Gina lanzó las preguntas finales que nos acompañarán hasta la próxima
sesión:
- ¿Cómo construir un
diálogo donde el adulto no solo "vigile", sino que
realmente acompañe la desesperación de las juventudes?
- ¿Cómo asumir responsabilidades
mutuas e intergeneracionales, donde el adulto sea guía y el joven, agente
de paz?
- ¿Estamos de
acuerdo en que la inacción es la forma más sofisticada de abandono?
- ·Más que “contener” la violencia, la sesión propuso reconstruir condiciones para que niñas, niños y jóvenes quieran vincularse y quieran vivir. De la conversación se desprenden varias pistas prácticas para escuelas y comunidades educativas.
- Pasar de la vigilancia al acompañamiento: abrir espacios de escucha real (no solo “oír”), con acuerdos de cuidado y confidencialidad.
- Evitar respuestas tecnocráticas como único camino (cámaras, detectores, policía): pueden aumentar el miedo sin tocar las raíces del problema.
- Tratar la violencia y lo digital como asuntos pedagógicos (no “externos”): forman parte de la vida escolar y requieren alfabetización crítica.
- Diseñar intervenciones situadas: cada escuela y cada aula tiene dinámicas propias; lo que funciona en un contexto puede fallar en otro.
- Recuperar tiempo para el diálogo: seminarios internos, círculos de palabra, tutorías colectivas; la pausa como condición de pensamiento y cuidado.

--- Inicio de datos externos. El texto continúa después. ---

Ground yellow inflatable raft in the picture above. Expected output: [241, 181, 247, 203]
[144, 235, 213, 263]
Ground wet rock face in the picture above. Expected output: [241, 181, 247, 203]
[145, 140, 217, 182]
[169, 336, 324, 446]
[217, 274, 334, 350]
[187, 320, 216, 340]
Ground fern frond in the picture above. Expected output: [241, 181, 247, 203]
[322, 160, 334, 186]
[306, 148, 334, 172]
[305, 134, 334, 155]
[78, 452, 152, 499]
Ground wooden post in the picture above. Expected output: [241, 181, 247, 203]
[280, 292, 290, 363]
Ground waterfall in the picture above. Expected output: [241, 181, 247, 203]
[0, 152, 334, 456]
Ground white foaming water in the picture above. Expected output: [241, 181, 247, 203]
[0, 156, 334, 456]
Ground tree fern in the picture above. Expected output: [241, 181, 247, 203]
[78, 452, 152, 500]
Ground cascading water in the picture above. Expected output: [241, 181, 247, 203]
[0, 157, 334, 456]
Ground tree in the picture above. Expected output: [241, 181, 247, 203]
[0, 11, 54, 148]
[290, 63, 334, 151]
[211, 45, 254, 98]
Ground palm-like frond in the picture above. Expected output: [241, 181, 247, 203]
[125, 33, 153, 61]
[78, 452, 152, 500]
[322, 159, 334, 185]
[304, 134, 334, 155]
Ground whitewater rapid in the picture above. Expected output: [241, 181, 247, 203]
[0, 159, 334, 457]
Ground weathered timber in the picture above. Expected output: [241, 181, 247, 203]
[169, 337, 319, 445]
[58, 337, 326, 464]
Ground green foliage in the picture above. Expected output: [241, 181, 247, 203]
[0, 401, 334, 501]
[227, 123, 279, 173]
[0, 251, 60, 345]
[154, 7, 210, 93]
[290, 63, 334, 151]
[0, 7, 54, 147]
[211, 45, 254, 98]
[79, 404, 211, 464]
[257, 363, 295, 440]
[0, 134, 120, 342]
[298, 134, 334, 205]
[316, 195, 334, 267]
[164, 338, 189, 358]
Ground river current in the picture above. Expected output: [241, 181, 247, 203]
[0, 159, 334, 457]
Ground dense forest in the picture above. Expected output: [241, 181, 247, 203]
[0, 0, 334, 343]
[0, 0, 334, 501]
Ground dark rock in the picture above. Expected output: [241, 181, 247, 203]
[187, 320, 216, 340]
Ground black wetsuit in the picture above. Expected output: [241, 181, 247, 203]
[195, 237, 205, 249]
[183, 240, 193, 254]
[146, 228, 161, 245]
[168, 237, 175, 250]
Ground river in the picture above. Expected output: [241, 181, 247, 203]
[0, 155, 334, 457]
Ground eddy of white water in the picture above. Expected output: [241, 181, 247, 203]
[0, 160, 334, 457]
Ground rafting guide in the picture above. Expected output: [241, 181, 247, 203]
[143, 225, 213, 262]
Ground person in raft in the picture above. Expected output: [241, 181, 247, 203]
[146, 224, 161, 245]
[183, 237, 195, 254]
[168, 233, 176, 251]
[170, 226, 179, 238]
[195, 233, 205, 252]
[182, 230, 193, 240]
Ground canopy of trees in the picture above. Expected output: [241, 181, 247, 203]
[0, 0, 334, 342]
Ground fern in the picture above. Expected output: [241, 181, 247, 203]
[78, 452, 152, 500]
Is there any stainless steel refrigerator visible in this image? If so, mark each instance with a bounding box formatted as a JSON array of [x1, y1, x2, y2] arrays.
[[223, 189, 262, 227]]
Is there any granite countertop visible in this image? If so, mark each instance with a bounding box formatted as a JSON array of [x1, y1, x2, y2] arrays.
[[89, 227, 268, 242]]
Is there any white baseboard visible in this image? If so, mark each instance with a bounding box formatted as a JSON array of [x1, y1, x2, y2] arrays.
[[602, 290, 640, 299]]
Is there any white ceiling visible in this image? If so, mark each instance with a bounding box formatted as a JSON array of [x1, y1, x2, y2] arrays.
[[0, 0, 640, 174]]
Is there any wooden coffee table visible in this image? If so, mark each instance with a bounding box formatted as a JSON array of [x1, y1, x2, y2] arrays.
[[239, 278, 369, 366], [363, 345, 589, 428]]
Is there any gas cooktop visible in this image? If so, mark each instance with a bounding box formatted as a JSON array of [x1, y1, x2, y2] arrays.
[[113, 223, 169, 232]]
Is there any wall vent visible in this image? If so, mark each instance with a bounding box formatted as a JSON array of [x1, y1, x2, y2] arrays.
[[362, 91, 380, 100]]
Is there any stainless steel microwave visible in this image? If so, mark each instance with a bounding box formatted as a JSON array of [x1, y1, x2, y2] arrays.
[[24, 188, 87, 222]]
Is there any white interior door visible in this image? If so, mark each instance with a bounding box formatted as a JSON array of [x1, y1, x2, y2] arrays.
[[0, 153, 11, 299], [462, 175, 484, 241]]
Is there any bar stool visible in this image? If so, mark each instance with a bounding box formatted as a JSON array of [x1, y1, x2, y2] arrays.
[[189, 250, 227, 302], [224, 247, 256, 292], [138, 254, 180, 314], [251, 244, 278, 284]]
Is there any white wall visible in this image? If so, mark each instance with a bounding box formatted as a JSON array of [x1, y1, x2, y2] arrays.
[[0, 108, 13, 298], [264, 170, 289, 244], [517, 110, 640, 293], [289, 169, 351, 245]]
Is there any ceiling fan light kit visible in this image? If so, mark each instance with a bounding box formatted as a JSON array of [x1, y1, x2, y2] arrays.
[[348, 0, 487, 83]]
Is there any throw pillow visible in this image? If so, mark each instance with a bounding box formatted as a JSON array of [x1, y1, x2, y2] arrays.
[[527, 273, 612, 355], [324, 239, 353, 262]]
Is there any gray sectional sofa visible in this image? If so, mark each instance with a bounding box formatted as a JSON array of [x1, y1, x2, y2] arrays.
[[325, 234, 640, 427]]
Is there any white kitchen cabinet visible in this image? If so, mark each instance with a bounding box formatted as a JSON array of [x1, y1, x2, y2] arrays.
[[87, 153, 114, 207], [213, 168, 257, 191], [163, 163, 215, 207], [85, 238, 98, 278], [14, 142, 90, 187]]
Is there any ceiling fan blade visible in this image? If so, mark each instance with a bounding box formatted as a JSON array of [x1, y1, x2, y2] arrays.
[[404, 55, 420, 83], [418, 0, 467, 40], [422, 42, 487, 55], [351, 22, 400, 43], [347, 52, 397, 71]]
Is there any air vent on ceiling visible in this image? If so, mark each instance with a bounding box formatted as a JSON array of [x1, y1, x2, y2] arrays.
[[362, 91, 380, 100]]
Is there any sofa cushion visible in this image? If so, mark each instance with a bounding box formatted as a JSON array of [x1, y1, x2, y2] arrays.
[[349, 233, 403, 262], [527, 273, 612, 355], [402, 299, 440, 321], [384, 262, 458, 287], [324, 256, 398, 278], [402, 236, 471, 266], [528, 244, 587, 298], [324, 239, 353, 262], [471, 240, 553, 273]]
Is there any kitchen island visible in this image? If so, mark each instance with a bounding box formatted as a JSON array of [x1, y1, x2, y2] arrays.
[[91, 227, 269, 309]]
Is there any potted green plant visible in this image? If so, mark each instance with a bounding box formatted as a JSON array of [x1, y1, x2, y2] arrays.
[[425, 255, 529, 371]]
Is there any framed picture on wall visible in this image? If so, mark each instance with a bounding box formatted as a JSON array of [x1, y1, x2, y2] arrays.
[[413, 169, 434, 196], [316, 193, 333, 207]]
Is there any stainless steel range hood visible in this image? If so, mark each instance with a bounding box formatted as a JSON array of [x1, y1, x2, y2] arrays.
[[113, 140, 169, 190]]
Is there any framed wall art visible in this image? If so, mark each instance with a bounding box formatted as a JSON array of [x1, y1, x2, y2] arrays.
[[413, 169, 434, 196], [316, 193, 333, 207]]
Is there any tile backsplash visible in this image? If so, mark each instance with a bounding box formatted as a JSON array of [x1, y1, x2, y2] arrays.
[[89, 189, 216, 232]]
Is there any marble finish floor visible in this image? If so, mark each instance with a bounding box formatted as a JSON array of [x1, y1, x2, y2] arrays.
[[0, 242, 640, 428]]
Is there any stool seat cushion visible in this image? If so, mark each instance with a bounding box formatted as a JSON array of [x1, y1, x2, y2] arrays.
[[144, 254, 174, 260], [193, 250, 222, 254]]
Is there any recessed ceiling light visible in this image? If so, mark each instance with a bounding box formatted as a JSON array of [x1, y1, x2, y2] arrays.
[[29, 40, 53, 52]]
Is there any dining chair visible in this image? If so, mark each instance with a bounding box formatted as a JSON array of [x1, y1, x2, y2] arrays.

- Fortalecer habilidades para la vida: habilidades sociales, regulación emocional, construcción de vínculos y sentido; sin patologizar ni criminalizar a priori.
- El pesimismo es un lujo: Mantener la alegría y la esperanza como actos de resistencia pedagógica.
Materiales de consulta
📚 Berardi, Franco.(2016). Héroes: Asesinato masivo y suicidio. Ediciones Akal.